Because she is Deaf, she said she stood up for herself and ensured that players flash the pickleball score on their fingers rather than call it out. She said she also always wears black and white, so that players know to motion, rather than yell, if an errant ball is heading her way.

“They’re all losing their hearing too, so it worked out for everybody,” she laughed. “They know that I’ll come right up to them and bark at them if they don’t take care of me.”

Vorosmarty-Blumerick praised Becky Ridky, executive director of the Michigan Senior Olympics, for taking care of any frustrations she expressed. One challenge she faces is obtaining important nuggets of information that other people overhear during normal conversation.

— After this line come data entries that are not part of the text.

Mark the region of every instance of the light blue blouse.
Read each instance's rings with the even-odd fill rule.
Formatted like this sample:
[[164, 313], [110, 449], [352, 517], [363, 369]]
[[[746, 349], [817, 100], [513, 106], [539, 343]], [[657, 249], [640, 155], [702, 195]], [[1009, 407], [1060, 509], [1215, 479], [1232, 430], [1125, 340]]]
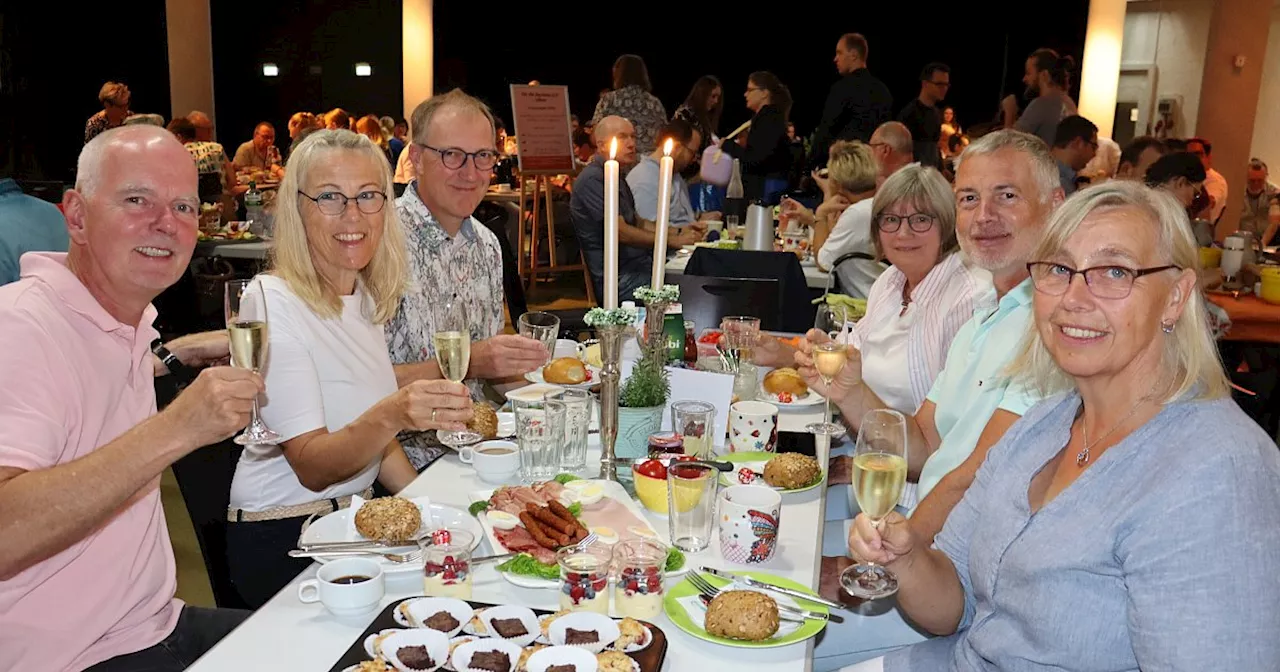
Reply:
[[1280, 670], [1280, 452], [1230, 400], [1179, 402], [1034, 515], [1074, 393], [992, 447], [935, 547], [960, 630], [885, 657], [920, 670]]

“It probably would’ve been considerably more of a struggle if she hadn’t been involved and been in my life, so I consider her a blessing,” she said.

When she learned that she would be inducted into the Michigan Senior Olympics Hall of Fame last year, Vorosmarty-Blumerick said she was shocked, honored and touched.

She said she felt much the same way when she discovered that the National Senior Games Association had recognized her among a dozen 2016 Personal Best Athlete winners from around the country.

Ridky said Vorosmarty-Blumerick regularly stops by her office in the Older Persons’ Commission in Rochester to say hi when she is there to play sports. She said Vorosmarty-Blumerick competes in track and field, powerlifting and pickleball.

“Marika is definitely one of those people who, even though she’s faced so many challenges through her life, she has one of the most positive attitudes of anybody I’ve ever met,” Ridky said. “She’s always joking around, laughing and gets along with everyone. She’s a good friend to have and a great person to talk to.”

Del Moon, communications and media director for the National Senior Games Association, said the goal of the Personal Best Athlete program is to tell exemplary stories and motivate seniors to lead healthy, active lifestyles.

“Marika is so fascinating in how she negotiates the world and what it is like to be a competitor in a hearing world, with balls bouncing around, announcements made, whistles blown,” Moon said. “She’s a special person. I had a great time working with her.”

He said Vorosmarty-Blumerick is the first Deaf person to receive the award since the program’s inception in 2013.

When she is not playing sports, Vorosmarty-Blumerick said she enjoys traveling. She said she has been to at least 50 countries, including China, Egypt, Brazil, Chile, India, Thailand, Vietnam, Cambodia, Iceland and Costa Rica. Her next destination: Mongolia.

Her advice to seniors is to get out and move.

“It doesn’t matter if you have health issues,” she said. “Get out, get some fresh air, do some walking. Find something fun. Life is short.”